How Does Subject C’s Karyotype Differ From Normal?

Subject C’s karyotype contains 47 chromosomes instead of the normal 46, with an extra copy of chromosome 13. This condition is known as trisomy 13, or Patau syndrome. In the widely used University of Arizona karyotyping lab, Subject C is described as having died shortly after birth with multiple abnormalities, including extra fingers (polydactyly) and a cleft lip.

Normal Karyotype vs. Subject C

A normal human karyotype contains 46 chromosomes arranged in 23 pairs. Twenty-two of those pairs are autosomes, which look the same in males and females. The 23rd pair consists of the sex chromosomes: two X chromosomes in females (46, XX) or one X and one Y in males (46, XY).

Subject C has all 22 autosomal pairs plus the sex chromosomes, but also carries a third copy of chromosome 13. That brings the total to 47. In standard karyotype notation, this would be written as 47, XY, +13 for a male or 47, XX, +13 for a female. The “+13” indicates the extra chromosome 13 specifically.

How the Extra Chromosome Gets There

The extra chromosome results from a cell division error called nondisjunction. During the formation of egg or sperm cells, chromosomes are supposed to separate evenly so each resulting cell gets exactly one copy. In nondisjunction, that separation fails. Two copies of a chromosome get pulled to the same side, producing a reproductive cell with 24 chromosomes instead of 23.

This error can happen at two different stages. If it occurs during the first round of division, all four resulting cells end up abnormal: two with an extra chromosome and two missing one. If it happens during the second round, only two of the four cells are affected, and the other two are normal. Either way, when an egg carrying 24 chromosomes is fertilized by a normal sperm (or vice versa), the embryo ends up with 47 chromosomes total.

Nondisjunction errors involving chromosome 13 occur more frequently in pregnancies where the mother is over 35, though they can happen at any age.

What Trisomy 13 Looks Like on a Karyotype

When you compare Subject C’s karyotype image to a normal one, the difference is visible in the group containing chromosome 13. Instead of a matched pair, there are three copies of chromosome 13 lined up together.

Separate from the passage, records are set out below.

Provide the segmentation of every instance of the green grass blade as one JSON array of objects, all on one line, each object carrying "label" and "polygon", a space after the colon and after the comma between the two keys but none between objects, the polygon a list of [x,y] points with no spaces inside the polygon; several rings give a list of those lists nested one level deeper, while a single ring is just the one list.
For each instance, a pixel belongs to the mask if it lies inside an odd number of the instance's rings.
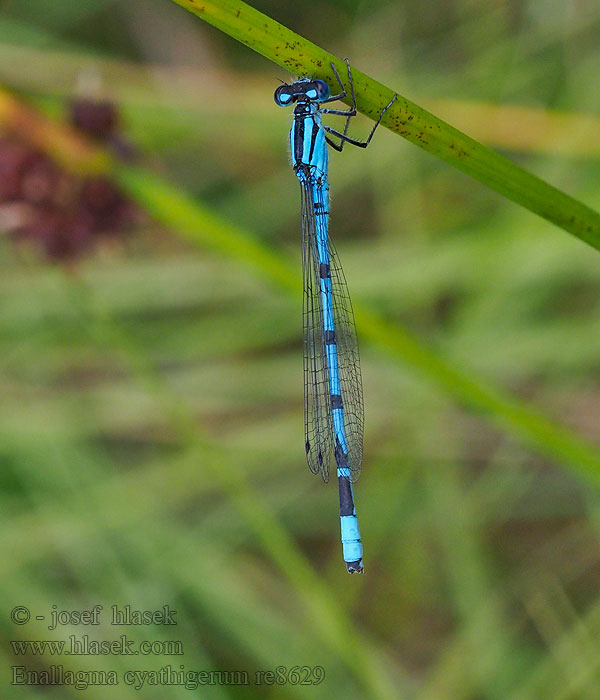
[{"label": "green grass blade", "polygon": [[[240,0],[173,0],[209,24],[296,75],[311,75],[335,87],[329,64],[343,77],[336,56],[295,34]],[[392,90],[352,68],[358,110],[376,118]],[[268,96],[265,96],[268,99]],[[350,103],[346,98],[345,102]],[[402,95],[381,123],[458,170],[600,250],[600,214],[561,190],[438,119]],[[515,124],[518,128],[518,124]]]}]

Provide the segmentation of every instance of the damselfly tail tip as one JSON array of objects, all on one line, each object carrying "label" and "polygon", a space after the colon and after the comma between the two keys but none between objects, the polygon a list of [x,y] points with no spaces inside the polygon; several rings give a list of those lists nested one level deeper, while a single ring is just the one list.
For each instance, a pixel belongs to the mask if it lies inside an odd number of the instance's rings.
[{"label": "damselfly tail tip", "polygon": [[365,572],[363,568],[362,559],[358,561],[347,561],[346,568],[349,574],[363,574]]}]

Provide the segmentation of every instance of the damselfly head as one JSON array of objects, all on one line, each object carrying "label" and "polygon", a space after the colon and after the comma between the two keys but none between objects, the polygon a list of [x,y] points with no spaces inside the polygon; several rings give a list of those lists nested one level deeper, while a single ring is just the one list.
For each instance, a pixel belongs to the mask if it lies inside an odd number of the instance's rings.
[{"label": "damselfly head", "polygon": [[292,102],[323,102],[329,97],[329,85],[324,80],[298,80],[291,85],[280,85],[273,97],[280,107]]}]

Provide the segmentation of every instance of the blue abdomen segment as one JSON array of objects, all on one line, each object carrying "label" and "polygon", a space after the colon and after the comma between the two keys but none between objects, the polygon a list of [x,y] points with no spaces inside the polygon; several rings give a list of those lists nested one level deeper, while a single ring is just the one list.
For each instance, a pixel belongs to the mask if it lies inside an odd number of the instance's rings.
[{"label": "blue abdomen segment", "polygon": [[[329,185],[327,181],[327,149],[320,119],[315,115],[303,119],[301,129],[292,135],[294,169],[303,186],[312,194],[315,252],[319,269],[319,285],[323,323],[323,346],[329,377],[329,401],[332,417],[334,456],[337,466],[340,497],[342,551],[350,573],[362,572],[363,550],[350,480],[348,445],[344,422],[344,404],[340,385],[338,345],[336,339],[333,289],[329,257]],[[301,133],[300,133],[301,132]],[[292,134],[294,130],[292,130]],[[310,133],[310,138],[308,134]],[[294,151],[294,147],[301,150]]]},{"label": "blue abdomen segment", "polygon": [[350,573],[361,573],[363,569],[363,549],[358,527],[358,518],[354,507],[352,484],[344,468],[338,468],[338,487],[340,492],[340,526],[342,531],[342,553]]},{"label": "blue abdomen segment", "polygon": [[340,494],[340,528],[342,552],[346,567],[350,573],[362,572],[362,542],[354,495],[350,482],[346,426],[344,423],[344,403],[340,387],[337,340],[335,335],[335,317],[332,303],[332,279],[329,266],[329,186],[327,178],[312,185],[313,206],[315,208],[315,232],[319,256],[321,283],[321,300],[323,309],[323,337],[325,354],[329,370],[329,393],[331,415],[333,419],[334,456],[337,466],[338,489]]},{"label": "blue abdomen segment", "polygon": [[[329,184],[327,181],[327,144],[325,132],[321,126],[321,116],[315,105],[298,106],[294,114],[294,126],[291,131],[291,152],[294,171],[300,179],[306,199],[310,200],[309,210],[303,211],[308,221],[303,221],[309,232],[309,247],[315,268],[314,279],[318,284],[321,316],[321,351],[323,364],[326,366],[327,380],[318,383],[313,393],[327,392],[323,396],[331,418],[331,444],[337,467],[338,490],[340,498],[340,527],[342,550],[346,567],[350,573],[360,573],[362,564],[362,543],[351,483],[351,467],[344,416],[344,399],[340,381],[340,362],[338,357],[338,340],[336,336],[336,309],[334,298],[336,290],[332,284],[339,278],[332,279],[329,253]],[[337,292],[342,291],[338,289]],[[337,329],[339,330],[339,329]],[[308,443],[307,443],[308,445]],[[307,447],[308,450],[308,447]],[[356,465],[355,468],[359,468]]]}]

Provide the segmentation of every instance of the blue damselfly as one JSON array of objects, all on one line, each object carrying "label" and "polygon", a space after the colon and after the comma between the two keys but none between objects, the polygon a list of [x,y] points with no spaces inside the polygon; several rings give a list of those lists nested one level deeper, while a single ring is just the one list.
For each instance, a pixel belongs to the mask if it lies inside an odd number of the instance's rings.
[{"label": "blue damselfly", "polygon": [[[320,106],[346,97],[333,63],[339,94],[331,95],[324,80],[301,78],[278,87],[275,102],[282,107],[296,103],[290,145],[302,202],[306,457],[310,470],[320,473],[324,481],[329,480],[332,455],[335,459],[344,561],[350,573],[362,573],[363,550],[352,492],[352,482],[360,476],[363,455],[362,381],[352,305],[337,253],[329,240],[326,144],[336,151],[342,151],[346,143],[366,148],[396,95],[379,115],[366,141],[350,138],[348,125],[356,116],[356,101],[347,59],[346,64],[350,109]],[[322,114],[346,117],[344,131],[323,124]]]}]

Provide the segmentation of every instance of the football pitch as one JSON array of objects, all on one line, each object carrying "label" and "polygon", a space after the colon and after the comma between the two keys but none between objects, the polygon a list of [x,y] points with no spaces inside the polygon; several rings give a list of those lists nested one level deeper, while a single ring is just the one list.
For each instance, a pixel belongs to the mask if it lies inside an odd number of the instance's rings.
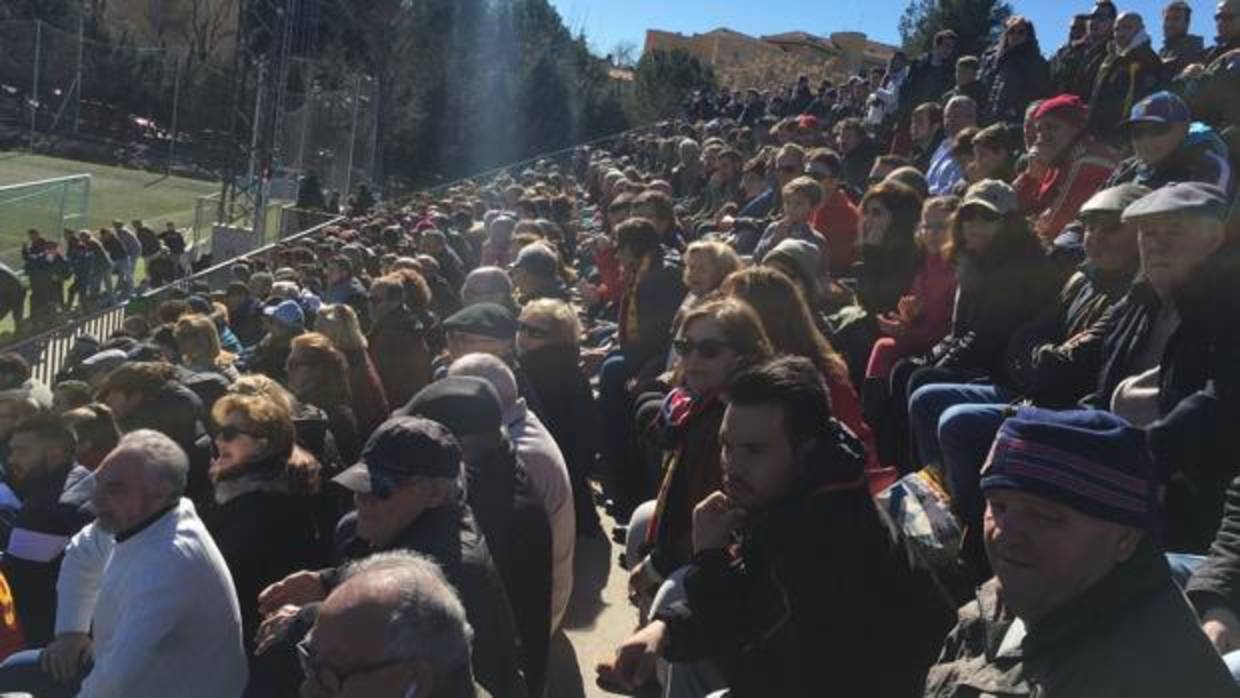
[{"label": "football pitch", "polygon": [[[156,230],[162,230],[165,221],[188,227],[194,219],[195,200],[220,188],[215,182],[164,177],[145,170],[0,151],[0,186],[81,174],[91,176],[88,222],[92,231],[110,226],[115,219],[134,218],[141,218]],[[0,260],[10,265],[21,264],[19,252],[29,227],[13,219],[16,217],[6,220],[5,211],[0,209]],[[42,232],[45,237],[60,238],[59,230]]]}]

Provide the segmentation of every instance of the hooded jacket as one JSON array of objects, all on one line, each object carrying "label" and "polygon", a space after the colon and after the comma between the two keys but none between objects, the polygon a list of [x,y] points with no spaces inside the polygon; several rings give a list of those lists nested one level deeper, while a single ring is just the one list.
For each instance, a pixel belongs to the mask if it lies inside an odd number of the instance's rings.
[{"label": "hooded jacket", "polygon": [[408,308],[376,320],[367,339],[388,404],[405,404],[431,382],[426,327]]},{"label": "hooded jacket", "polygon": [[1127,46],[1110,49],[1090,93],[1090,132],[1103,140],[1114,140],[1122,133],[1120,126],[1132,106],[1157,90],[1162,79],[1162,61],[1150,48],[1150,37],[1144,30]]},{"label": "hooded jacket", "polygon": [[982,80],[990,84],[986,102],[979,111],[994,121],[1023,123],[1030,102],[1051,93],[1051,69],[1037,43],[1026,40],[999,53],[983,56]]}]

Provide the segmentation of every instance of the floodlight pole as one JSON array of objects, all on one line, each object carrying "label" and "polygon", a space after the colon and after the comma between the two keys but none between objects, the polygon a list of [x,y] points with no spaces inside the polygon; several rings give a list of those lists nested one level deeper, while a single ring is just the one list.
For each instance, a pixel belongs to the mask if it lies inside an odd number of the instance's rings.
[{"label": "floodlight pole", "polygon": [[353,154],[357,151],[357,115],[362,105],[362,74],[353,79],[353,126],[349,129],[349,169],[344,173],[344,198],[353,193]]},{"label": "floodlight pole", "polygon": [[30,95],[30,150],[34,151],[34,133],[39,120],[39,56],[43,54],[43,22],[34,21],[34,83]]},{"label": "floodlight pole", "polygon": [[73,84],[77,87],[77,100],[73,104],[73,132],[78,132],[78,126],[82,121],[82,53],[83,47],[86,45],[86,11],[83,7],[78,7],[78,50],[77,50],[77,79]]},{"label": "floodlight pole", "polygon": [[[189,54],[185,56],[189,60]],[[177,117],[181,113],[181,61],[177,61],[176,78],[172,86],[172,133],[168,138],[168,176],[172,176],[172,159],[177,149]]]}]

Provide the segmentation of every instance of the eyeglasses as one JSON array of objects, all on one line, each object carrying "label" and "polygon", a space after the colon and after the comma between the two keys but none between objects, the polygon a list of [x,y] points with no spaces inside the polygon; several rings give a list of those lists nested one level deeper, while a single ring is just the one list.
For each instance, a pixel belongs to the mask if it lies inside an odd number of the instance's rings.
[{"label": "eyeglasses", "polygon": [[1128,135],[1134,140],[1141,138],[1161,138],[1171,133],[1171,124],[1160,122],[1133,124],[1128,130]]},{"label": "eyeglasses", "polygon": [[1216,12],[1214,13],[1215,22],[1230,22],[1236,18],[1235,12]]},{"label": "eyeglasses", "polygon": [[796,174],[801,171],[801,168],[796,165],[780,165],[776,169],[784,174]]},{"label": "eyeglasses", "polygon": [[381,671],[407,661],[409,661],[408,657],[397,657],[395,659],[385,659],[381,662],[363,664],[352,669],[337,669],[323,662],[314,654],[310,649],[308,638],[297,643],[297,662],[301,665],[301,673],[328,693],[339,693],[344,689],[345,682],[355,676]]},{"label": "eyeglasses", "polygon": [[717,359],[723,356],[723,352],[731,349],[732,345],[721,339],[703,339],[695,342],[692,339],[681,338],[672,341],[672,348],[684,358],[689,358],[689,355],[696,351],[703,359]]},{"label": "eyeglasses", "polygon": [[825,167],[807,167],[805,174],[814,179],[835,179],[835,173]]},{"label": "eyeglasses", "polygon": [[960,220],[962,221],[980,220],[986,221],[987,223],[994,223],[999,220],[1000,217],[1001,216],[999,214],[982,206],[967,206],[960,209]]},{"label": "eyeglasses", "polygon": [[225,424],[224,426],[220,427],[220,430],[215,432],[215,436],[220,441],[226,441],[226,442],[236,441],[237,437],[239,436],[248,436],[252,439],[263,438],[262,434],[255,434],[252,431],[246,431],[242,429],[241,427],[235,427],[231,424]]},{"label": "eyeglasses", "polygon": [[517,325],[517,331],[529,335],[531,339],[546,339],[551,336],[551,330],[538,325],[531,325],[528,322],[522,322]]}]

Every other chromosome pair in the karyotype looks normal. The sex chromosomes are unaffected, so they still appear as either XX or XY.

This is what makes karyotyping useful as a diagnostic tool. Lab technicians photograph a cell’s chromosomes during division, arrange them by size and banding pattern into numbered pairs, and then look for any group that has more or fewer than two. In Subject C’s case, the only abnormality is that single extra chromosome in position 13.

Physical Effects of the Extra Chromosome

The third copy of chromosome 13 disrupts normal development because it produces excess copies of all the genes on that chromosome. In the lab scenario, Subject C presents with polydactyly (extra fingers or toes) and a cleft lip, both hallmark features of Patau syndrome. The condition typically causes severe problems with brain, heart, and organ development.

Trisomy 13 is rare, occurring in roughly 1 in every 20,000 live births. It is one of the most serious autosomal trisomies. Subject C in the lab exercise is described as having died shortly after birth, which reflects the clinical reality: most infants with full trisomy 13 do not survive beyond the first weeks of life.

How This Differs From Other Karyotype Abnormalities

The karyotyping lab typically includes several patients with different chromosomal conditions, so it helps to see how Subject C’s abnormality compares. Trisomy 13 is an autosomal trisomy, meaning the extra chromosome is one of the numbered, non-sex chromosomes. Trisomy 18 (Edwards syndrome) and trisomy 21 (Down syndrome) work the same way but involve different chromosomes and produce different physical features.

Sex chromosome abnormalities, by contrast, involve the 23rd pair. A karyotype reading 47, XXY, for instance, indicates an extra X chromosome rather than an extra autosome. That condition, Klinefelter syndrome, has a very different set of effects and a much longer life expectancy than trisomy 13. The key distinction on the karyotype image: in Subject C, the extra chromosome sits with autosome pair 13, not with the sex chromosomes at the end of the chart.

In all these cases, the total chromosome count is 47, but which chromosome is tripled determines the specific syndrome and its severity. Chromosome 13 carries genes critical to early development, which is why an extra copy causes such widespread and serious disruption compared to extra copies of some other chromosomes.